Esposito and and a contestant who goes by the name Smarty Pants said their favorite hot stands so far include Corky’s in Indiana and Papa Chris’ Place in Niles.
Smarty Pants, of Park Ridge, is a freelance balloon artist and children’s party entertainer. He came dressed in a red bow-tie and oversized yellow sunglasses as he strolled into Byron’s in fifth place, with 150 stands so far.
The competition is a bonding exercise with his daughter: Penny Pants. The 12-year-old Roosevelt Elementary School student always opts for a milkshake.
“She knows I’m not like a regular dad,” Smarty Pants said. “We lose track of who the adult is in this relationship quite a lot.”
Penny Pants has enjoyed the long rides with her dad in the car, talking about school, math tests and birthday parties.
“I love the fact that there’s a million hotdog stands in Chicago, and they’re all run by actual human beings,” Smarty Pants said. “There’s no hot dog corporation. Ninety percent of the hot dog stands are run by like — a guy. And I just love talking to them.”

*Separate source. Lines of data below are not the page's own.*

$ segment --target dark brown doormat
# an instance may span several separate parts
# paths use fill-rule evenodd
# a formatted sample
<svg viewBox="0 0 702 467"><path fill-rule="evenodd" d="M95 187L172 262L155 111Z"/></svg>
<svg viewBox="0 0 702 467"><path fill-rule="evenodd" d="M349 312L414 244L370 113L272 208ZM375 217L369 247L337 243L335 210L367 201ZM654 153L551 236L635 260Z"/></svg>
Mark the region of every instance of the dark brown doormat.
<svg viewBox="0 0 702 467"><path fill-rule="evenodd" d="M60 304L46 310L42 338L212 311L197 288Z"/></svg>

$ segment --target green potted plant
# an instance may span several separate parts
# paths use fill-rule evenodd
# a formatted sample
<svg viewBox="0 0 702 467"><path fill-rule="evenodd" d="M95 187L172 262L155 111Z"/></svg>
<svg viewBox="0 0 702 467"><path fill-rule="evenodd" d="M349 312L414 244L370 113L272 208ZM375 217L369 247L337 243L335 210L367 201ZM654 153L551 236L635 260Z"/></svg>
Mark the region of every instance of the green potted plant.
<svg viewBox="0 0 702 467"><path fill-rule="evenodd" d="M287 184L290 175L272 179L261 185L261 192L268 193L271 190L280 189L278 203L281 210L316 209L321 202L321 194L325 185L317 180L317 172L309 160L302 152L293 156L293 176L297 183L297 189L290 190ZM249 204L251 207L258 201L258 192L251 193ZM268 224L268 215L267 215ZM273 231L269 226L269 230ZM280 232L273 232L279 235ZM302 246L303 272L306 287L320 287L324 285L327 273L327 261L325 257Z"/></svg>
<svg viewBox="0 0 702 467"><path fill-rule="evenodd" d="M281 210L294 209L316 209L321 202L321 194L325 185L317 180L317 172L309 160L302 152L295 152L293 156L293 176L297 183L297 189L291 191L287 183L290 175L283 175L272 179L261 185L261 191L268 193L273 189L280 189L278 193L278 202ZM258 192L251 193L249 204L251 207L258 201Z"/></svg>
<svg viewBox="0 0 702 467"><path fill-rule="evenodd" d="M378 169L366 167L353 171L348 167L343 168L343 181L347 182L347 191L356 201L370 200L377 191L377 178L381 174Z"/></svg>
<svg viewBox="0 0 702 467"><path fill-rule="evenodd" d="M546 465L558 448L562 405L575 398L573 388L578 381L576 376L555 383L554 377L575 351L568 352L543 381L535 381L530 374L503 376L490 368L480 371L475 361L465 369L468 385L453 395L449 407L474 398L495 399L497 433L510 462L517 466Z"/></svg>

Sisters Karen Buralli and Rose La Mont didn’t have much time to talk on Monday. They were on a tight timetable to hit three other hot dog stands around Byron’s. The lifelong South Siders grew up on Vienna Beef hot dogs, and even dressed up as hot dogs at a festival a few years back.
Buralli, a laboratory supervisor, will not collaborate with La Mont, a University of Chicago finance professional. This is serious competition. Buralli is in second place with 197 hot dog stands, while La Mont trails one behind with 196.
Competing over hot dogs brings back childhood memories.
“It was a staple growing up, and it’s still staple now. I can eat a hot dog four times a day. I love hot dogs. Love them, love them, love them,” Buralli said. “Can you think of a time you were eating a hot dog when you weren’t smiling?”
Buralli checked her watch and hastily gave her goodbyes. There was another hot dog to eat.